Another important crop was Cassava, called yuca, not to be confused with yucca. Yuca root was ground into a versatile carbohydrate flour. Tapioca comes from yuca. One drawback to Cassava is that it is extremely poisonous and must be prepared in a special way to reduce the cyanide to a safe level. Sweet potato was another important root crop providing a rich source of carotene.
They grew many types of fruit including Cherimoyas. Cherimoyas are delicious fleshy sweet fruits that are also known as custard apples. The flavor is described as banana, pineapple, papaya, peach and strawberry all in one, from mellow-sweet to tangy.
Another variety of fruit was Zapote (the Nahuatl word: tzapotl), white and black. The white fruit belongs to the citrus family and the black to persimmon; they are not related but share the same name.
They ate avocados, guavas, and squash seeds in several forms, a variety of onions, red and green tomatoes, peanuts, popcorn and jicama which are eaten raw, steamed or stewed with other ingredients. They grew various chili peppers (capsicum) that ranged in varying intensities of hotness to season their food.
They cultivated cacao trees. Cacao beans were toasted and ground into a chocolate drink which provided good amounts of caffeine, a very popular beverage. The chocolate powder was combined with water, vanilla or chili and honey or the sweet juice of the agave plant that was consumed cool rather than hot. So esteemed was the drink that it was sometimes served in golden cups.

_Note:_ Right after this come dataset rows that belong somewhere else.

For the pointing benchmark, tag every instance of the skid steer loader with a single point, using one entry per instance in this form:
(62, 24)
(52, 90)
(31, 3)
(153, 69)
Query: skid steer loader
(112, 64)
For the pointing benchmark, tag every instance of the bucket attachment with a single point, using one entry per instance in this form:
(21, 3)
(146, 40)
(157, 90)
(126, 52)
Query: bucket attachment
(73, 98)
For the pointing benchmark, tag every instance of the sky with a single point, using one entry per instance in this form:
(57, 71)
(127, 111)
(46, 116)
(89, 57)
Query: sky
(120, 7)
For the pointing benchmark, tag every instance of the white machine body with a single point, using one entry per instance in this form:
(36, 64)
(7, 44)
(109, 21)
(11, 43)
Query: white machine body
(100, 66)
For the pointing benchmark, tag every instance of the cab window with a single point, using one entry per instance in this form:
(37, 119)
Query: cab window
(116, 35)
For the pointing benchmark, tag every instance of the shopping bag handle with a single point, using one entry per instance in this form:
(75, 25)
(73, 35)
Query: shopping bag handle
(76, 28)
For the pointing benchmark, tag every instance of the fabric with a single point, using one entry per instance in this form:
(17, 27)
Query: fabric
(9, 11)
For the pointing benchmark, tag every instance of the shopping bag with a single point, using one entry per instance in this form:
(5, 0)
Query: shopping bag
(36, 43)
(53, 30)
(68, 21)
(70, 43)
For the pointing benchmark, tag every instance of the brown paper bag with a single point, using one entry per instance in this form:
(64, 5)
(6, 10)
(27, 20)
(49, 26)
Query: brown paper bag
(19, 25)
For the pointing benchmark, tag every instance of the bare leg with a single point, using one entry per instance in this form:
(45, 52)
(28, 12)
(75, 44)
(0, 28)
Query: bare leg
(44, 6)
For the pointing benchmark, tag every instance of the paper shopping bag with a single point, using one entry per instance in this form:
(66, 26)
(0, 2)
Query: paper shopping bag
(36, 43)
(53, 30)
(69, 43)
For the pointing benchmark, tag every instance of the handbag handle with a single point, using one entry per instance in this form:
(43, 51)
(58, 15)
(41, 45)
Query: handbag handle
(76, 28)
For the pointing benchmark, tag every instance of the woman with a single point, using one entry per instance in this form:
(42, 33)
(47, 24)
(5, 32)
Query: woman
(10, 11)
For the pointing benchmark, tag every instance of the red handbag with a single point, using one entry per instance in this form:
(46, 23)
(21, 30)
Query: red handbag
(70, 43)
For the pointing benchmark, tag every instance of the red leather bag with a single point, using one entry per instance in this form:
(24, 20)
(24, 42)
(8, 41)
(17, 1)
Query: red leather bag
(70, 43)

On an ordinary day as opposed to a religious holiday, the common people would awake, start work and after a few hours have breakfast, around midmorning, likely of porridge made of corn mixed with honey, fruit, and flavored with spice. Later, in the hot afternoon during their time of rest, they might have beans and tortillas or tamales. In the evening some would have gruel of amaranth. Turkey eggs were a major part of their diet and two festival holidays were dedicated to the abundant food turkeys provided.
The markets of Tenochtitlan were very busy places of trade and barter. The Aztecs could buy already prepared food like tortillas and tamales of varying shapes and sizes, filled with everything from beans to fruit, meat or fish; served with sauces made from mushrooms, avocado and salsas from tomatoes. Since their diets were balanced and provided complete proteins, meat was not consumed often; the Aztecs were basically vegetarians. There were also alcoholic beverages available at the markets, including pulque made from the agave plant and foamy beer made from chocolate. There were soups, stews, corn on the cob, meat from wild hogs, fish, shrimp and anything else edible. There were always spices, turkeys and turkey eggs, cloth made from the agave plants and bowls made from gourds. Recorded history written by the Spanish recount that on an average day 1,000 turkeys would be sold at the markets.
The Aztecs would harvest Spirulina, a very nutritious form of seaweed, gathered by using nets, from the surrounding lakes; made into cakes to eat. They even ate insects and worms. Basically, their food was prepared to be delicious and nutritious. That is, before the Spanish Conquistadors arrived, who destroyed their way of life, causing malnutrition and death.